We’ve been seeing a lot of scam apps in the App Store lately, which try to trick users into purchasing expensive subscriptions or products, we’ve also seen apps that track and transmit the user’s location without their consent. Today, I want to talk about an app that’s using iOS devices to perform work for other users, without the device owner’s consent.
The app, named “Parcels – Track Your Packages” (not to be confused with the popular “Parcel” app) has a 4.7-star rating in the App Store and is distributed by Russian developer Pavel Tisunov. It’s free with an optional subscription of $3.49/year or $0.99/month. The same app is also available in the Google Play store, but I haven’t investigated that app.
Upon launch, the app immediately starts sending requests to its server, asking for packages to track, even tho I haven’t registered any packages yet. The server then sends information to the app about packages from other users for it to track. This information includes the tracking number and details about which courier to send the request to, with technical details such as the URL for the courier’s API or website, request headers, etc.
The app will then perform the tracking by sending a request to the courier’s API or website as specified by the instruction it received from the server, sending the results to the app’s server so it can display them to the user who’s actually registered that package for tracking.

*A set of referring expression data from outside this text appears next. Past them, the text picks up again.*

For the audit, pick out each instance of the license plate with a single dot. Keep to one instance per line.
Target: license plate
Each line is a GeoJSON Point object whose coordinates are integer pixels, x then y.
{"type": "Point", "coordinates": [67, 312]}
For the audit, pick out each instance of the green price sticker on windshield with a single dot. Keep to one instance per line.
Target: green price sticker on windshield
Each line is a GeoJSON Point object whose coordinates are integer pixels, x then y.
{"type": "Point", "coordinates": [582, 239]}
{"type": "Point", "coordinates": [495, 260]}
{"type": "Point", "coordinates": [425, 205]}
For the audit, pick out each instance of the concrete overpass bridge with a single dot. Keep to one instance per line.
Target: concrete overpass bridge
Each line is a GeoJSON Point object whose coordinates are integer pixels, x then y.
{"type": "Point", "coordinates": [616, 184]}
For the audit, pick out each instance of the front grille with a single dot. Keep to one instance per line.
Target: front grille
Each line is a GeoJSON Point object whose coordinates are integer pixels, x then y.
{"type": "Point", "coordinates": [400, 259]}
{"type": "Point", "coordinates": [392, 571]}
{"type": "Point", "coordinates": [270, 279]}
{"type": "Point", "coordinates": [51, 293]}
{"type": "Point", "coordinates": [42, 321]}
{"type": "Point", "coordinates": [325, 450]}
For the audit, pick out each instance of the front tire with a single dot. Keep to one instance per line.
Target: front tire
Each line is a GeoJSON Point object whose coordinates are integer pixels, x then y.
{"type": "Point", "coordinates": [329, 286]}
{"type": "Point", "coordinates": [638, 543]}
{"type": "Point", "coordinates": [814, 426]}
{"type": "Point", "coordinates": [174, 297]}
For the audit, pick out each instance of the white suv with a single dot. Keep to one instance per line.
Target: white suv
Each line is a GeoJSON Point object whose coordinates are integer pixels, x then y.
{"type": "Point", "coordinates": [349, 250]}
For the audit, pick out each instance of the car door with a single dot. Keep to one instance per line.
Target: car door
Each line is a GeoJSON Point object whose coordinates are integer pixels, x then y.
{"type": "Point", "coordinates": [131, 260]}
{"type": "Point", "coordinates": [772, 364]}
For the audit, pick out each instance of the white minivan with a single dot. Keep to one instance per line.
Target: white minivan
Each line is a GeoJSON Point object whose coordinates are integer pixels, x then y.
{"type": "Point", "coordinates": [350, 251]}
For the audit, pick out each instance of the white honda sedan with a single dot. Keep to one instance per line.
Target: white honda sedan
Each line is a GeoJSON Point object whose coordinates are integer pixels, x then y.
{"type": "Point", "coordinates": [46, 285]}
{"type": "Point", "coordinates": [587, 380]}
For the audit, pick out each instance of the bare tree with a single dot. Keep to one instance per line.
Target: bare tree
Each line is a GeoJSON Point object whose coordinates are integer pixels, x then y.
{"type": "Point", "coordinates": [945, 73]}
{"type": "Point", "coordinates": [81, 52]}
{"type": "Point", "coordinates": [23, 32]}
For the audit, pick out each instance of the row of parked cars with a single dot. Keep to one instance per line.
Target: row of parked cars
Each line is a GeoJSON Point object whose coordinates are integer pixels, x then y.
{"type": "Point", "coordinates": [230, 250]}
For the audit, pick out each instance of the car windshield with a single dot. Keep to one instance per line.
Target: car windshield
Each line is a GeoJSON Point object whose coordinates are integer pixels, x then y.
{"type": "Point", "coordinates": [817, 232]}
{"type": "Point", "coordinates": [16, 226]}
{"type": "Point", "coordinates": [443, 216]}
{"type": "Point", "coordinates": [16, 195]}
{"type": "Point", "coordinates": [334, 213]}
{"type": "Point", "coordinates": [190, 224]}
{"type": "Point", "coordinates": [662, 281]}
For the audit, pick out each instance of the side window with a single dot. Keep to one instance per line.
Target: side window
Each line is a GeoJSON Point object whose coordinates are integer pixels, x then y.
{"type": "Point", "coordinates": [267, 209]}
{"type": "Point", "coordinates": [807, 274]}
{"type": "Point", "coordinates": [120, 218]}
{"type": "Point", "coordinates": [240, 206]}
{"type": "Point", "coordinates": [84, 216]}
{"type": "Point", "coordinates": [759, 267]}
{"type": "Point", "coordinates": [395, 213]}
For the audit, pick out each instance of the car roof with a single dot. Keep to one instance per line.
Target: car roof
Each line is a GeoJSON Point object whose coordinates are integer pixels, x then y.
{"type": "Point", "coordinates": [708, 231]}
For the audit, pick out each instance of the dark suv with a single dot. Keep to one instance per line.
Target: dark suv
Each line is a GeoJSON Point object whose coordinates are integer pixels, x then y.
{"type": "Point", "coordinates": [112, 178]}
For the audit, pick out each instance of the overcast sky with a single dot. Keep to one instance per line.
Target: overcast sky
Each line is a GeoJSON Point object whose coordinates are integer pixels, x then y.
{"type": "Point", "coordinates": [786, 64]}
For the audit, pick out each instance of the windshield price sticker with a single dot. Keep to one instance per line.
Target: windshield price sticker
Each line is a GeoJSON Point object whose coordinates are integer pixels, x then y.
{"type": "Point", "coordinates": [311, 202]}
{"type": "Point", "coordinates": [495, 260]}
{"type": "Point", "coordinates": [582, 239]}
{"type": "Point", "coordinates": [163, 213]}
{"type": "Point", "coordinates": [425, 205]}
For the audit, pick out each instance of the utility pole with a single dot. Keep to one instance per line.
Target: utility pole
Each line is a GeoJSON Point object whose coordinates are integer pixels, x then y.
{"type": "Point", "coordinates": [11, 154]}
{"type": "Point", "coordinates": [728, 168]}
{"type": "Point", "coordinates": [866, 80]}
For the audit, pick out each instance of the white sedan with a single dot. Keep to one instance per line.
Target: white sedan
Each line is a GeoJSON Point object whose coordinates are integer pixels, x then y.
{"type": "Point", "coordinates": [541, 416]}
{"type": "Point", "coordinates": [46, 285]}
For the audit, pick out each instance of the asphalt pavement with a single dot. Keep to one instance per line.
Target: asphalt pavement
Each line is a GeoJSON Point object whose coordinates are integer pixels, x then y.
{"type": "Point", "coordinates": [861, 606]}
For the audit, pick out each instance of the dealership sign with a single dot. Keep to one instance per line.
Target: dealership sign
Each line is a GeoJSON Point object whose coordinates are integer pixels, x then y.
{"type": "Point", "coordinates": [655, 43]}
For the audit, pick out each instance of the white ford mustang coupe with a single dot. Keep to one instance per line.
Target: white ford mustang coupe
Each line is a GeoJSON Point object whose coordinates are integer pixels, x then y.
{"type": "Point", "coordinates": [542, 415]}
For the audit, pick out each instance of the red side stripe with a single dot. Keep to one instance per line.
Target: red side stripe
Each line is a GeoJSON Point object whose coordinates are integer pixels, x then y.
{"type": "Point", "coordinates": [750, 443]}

Essentially, instead of running the work of tracking packages server-side, the app is leveraging the bandwidth, energy and processing power of its users to access courier websites, get the changes to delivery status and send that to other users. This type of behavior can be classified as a botnet, since every device which has this app installed basically becomes a bot, tracking packages for other users of the app, even if the user of the current device hasn’t registered any packages to be tracked.
There are many reasons the developer may have chosen to use this tactic. I don’t believe the cost of running servers to be the main one at play here, since servers these days are quite affordable and the app needs a server to command the botnet (a task that can be even more server-intensive than tracking packages).
What I do think is happening is that the developer of the app is trying to avoid rate-limiting that can be applied by API vendors. That rate-limiting usually limits the number of API calls that can be made to the courier’s service in a certain period of time, based on either the API key that’s used to make the call or the IP of the client making the call. Since this app is distributing its API calls between devices all over the world, it’s impossible to rate-limit them based on IP address.
Also, many of the couriers the app supports don’t have a proper API, so it’s resorting to website scraping, a technique that downloads the normal website users would access to track their packages, then reads the results and interprets them so the tracking data can later be shown in the app.
Website scraping is not allowed by many websites, which can block requests from an IP address they believe is performing constant scraping. Again, server IP addresses don’t change frequently, but given the app is using its users’ devices to perform the scraping, it’s impossible for the websites to block based on IP address.
If the app became hugely popular, it could even be used as a means to perform DDoS attacks against websites by leveraging this mechanism which allows the developer to instruct every device with the app installed to visit a target URL. It could also be used to falsely “click” on ads.
The mechanism could also be exploited by a man-in-the-middle attack since the app is not using HTTPS or any type of validation on the instructions it receives. Again: the app is transmitting information about packages which don’t belong to you, using your device, in plain text.
That’s all pretty bad, but then there’s the fact that every device which has this app installed is having its bandwidth, performance and battery life degraded to perform work for other users, without explicit consent from the user who’s got the app installed.
This practice violates Apple’s App Review Guidelines section 2.4.2 which states that apps “may not run unrelated background processes”. Even though the app is performing package tracking, which is the intended functionality, it’s doing so on my device for other users, that’s definitely unrelated to the task I downloaded the app for. At the time of writing, there’s no mention of this practice in the app’s description or privacy policy.
Speaking of privacy, this practice is also a breach of privacy because any user with the ability to run a proxy on their device will have access to tracking numbers from other users of the app, without their consent. I left the app running on my test device for an hour and it performed 52 tracking requests for packages which were not mine. But I now have those tracking numbers because I was looking at what the app was doing with the proxy.
The person who reported this app to me has contacted the App Store about it and hasn’t received any response yet. We’ve also reported it to Apple and we’ll update this article when we get a response.